Pengaplikasian diksi-diksi kritik, protes dan bahkan luapan kemarahan yang dipropagandakan, janganlah dirisaukan. Manifestasikan bahasa apapun sebagai ekspresi atas sikap kemarahan, sebab penguasa tak akan pernah mendengar bahasa halus yang dipropagandakan. Tak perlu terlalu pintar guna berdebat dengan orang-orang jago dilingkungan istana. Toh, para pejuang kemerdekaan bangsa ini saja banyak juga yang hanya bermodalkan selembaran atau pamflet yang mereka tempelkan di jalan-jalan. Para pejuang pun juga hanya bermodalkan bambu runcing dan bahkan mengisi badannya dengan ilmu kebal. Kitalah pejuang-pejuang yang tak bernama.
Pemerintah yang dipilih secara demokratis, bukan berarti bebas kesalahan, selalu benar dan bahkan tak boleh dikritik. Antitesanya, pemerintah sipil demokratis yang paling banyak berbuat kesalahan atas nama legitimasi mayoritas.
Plato dan Socrates sedari awal menolak demokrasi sebagai sebuah sistem yang bobrok, sebab hal demikian hadir lewat penguasaan gerombolan-gerombolan pemilik akses dan privillage tanpa ideologi, kecuali dikepala dan perut mereka berisi profit maupun benefit ekonomi.
Demokrasi tanpa penegakan hukum, bukanlah demokrasi. Melainkan ke-rancuan dan anarkis. Pemerintah dari rakyat, oleh rakyat dan untuk rakyat bukan saja terpenuhinya keperluan sekunder maupun primernya. Namun, sejatinya demokrasi parameter utamanya ialah penegakkan hukum, keadilan hukum dan perlindungan hukum.
Rakyat selalu dapat mengupayakan dan mempunyai metode guna memenuhi keperluannya.
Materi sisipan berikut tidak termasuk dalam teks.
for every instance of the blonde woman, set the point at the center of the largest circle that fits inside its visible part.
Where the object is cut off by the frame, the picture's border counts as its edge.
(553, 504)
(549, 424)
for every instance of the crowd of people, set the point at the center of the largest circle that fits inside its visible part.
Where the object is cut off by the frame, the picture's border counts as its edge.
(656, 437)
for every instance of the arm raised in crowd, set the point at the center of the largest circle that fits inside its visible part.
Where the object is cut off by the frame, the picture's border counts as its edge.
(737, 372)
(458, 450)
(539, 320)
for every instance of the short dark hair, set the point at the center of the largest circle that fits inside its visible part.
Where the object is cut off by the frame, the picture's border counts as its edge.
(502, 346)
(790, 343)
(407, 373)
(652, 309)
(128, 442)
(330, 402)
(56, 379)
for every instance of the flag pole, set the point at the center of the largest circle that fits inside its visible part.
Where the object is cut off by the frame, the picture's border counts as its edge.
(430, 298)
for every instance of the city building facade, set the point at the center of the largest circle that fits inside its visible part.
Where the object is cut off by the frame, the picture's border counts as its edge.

Namun, rakyat malah disuguhkan ke-bobrokkan penguasa dengan utang luar negeri ugal-ugalan yang diatasnamakan mereka dengan dalih demi kesejahteraan publik. Kekuasaan sekecil apapun dapat membuat setiap orang terlena sekejap mata.
Dalam struktur kekuasaan selalu ada sosok Fir'aun, Qarun, Haman dan Balam. Fir'aun merupakan kekuasaan yang menindas (dalam pengertian makro), sebab Fir'aun juga membangun infrastruktur dan proyek-proyek mercusuar (piramid dan sphinx) yang hingga detik ini masih berdiri. Tak perlu seangkuh Fir'aun guna setara dengannya, cukup dengan banyak berbohong, maka seorang penguasa sah sebagai sosok maestro tersebut. Berbohong itu tak mesti dilakukan secara verbal, antara janji dan pencapaian yang tak relevan pun itu sejatinya kebohongan.
Setelah Fir'aun, maka teman-teman lainnya ialah Qarun. Kaum kaya raya yang kerap mendapatkan profit dari kekuasaan Fir'aun, bahkan kerap mendukung keputusan penguasa menteri-menterinya dan saudagar.
Kemudian, ada pula Haman. Intelek, cerdik, pandai yang mengaplikasikan literatur apa saja demi keberlanjutan kekuasaan tersebut. Terakhir ada Balam, kaum agamawan dengan segala otoritas dan teks teologis yang membenarkan kekuasaan yang korup.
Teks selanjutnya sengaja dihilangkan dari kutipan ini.